Hi @jfeingold35 - Thanks for your response. I have updated the scanner version to the latest beta version as suggested by @stephen-carter-at-sf. And we have followed the best practices as mentioned in the documentation. Apart from that, for mentioning in the false positive documentation could you please provide us any documentation or link that states that these type of errors doesn't affect security review as I have to mention it as a proof or clarification for the errors.

Thanks

[jfeingold35]

@keshav-ksolves , Step 8 on this page is "Document any false positives".

[keshav-ksolves]

Hi @jfeingold35 - I have gone through this article. Could you please provide me any documentation or link where it states that OutOfMemory and Timeout errors doesn't impact security review.

[stephen-carter-at-sf]

@keshav-ksolves I'll talk with our internal security review team about updating our https://developer.salesforce.com/docs/atlas.en-us.packagingGuide.meta/packagingGuide/security_review_code_analyzer_scan.htm page with some more guidance on your questions. As developers, we don't know all that is required for security review for our ISV partners.

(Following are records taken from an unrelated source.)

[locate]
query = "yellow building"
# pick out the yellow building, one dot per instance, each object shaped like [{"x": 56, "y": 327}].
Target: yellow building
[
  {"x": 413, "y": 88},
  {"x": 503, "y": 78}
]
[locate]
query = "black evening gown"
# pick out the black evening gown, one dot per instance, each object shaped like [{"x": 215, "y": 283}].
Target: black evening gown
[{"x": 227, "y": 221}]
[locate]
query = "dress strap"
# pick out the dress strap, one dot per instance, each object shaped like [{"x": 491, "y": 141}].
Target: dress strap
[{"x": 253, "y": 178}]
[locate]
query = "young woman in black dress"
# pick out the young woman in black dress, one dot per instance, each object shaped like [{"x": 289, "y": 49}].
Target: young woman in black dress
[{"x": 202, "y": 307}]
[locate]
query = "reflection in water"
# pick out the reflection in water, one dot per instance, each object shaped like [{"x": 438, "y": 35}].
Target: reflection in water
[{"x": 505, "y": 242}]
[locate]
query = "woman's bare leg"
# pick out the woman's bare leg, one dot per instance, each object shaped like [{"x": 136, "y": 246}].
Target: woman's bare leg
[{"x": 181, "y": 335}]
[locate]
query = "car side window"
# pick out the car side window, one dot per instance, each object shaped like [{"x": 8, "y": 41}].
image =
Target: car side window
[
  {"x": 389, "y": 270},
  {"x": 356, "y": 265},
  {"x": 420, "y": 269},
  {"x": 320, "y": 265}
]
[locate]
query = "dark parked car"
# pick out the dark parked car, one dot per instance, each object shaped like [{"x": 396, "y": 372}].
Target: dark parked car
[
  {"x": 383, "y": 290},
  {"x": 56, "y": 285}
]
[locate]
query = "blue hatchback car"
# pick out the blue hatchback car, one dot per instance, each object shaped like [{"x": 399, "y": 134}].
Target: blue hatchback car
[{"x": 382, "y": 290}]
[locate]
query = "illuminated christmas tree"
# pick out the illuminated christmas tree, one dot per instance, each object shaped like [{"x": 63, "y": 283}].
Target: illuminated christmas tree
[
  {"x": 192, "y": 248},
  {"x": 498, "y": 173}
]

But we will make sure to follow up with them.

[rrajaram-salesforce]

@keshav-ksolves Can I suggest you to setup a non-technical office hours using Partner Security Portal You will receive the relevant help around submission.

[stephen-carter-at-sf]

Internal response from someone from security:

I really don't want partners to do additional work of documenting timeouts/out of memory errors That has no benefit for partners or the reviewers; Partners are expected to upload the SFCA report anyway;

So just run the report and submit it with the security review.

Going to close this issue for now.

[keshav-ksolves]

Thanks @stephen-carter-at-sf @jfeingold35 for you support and help.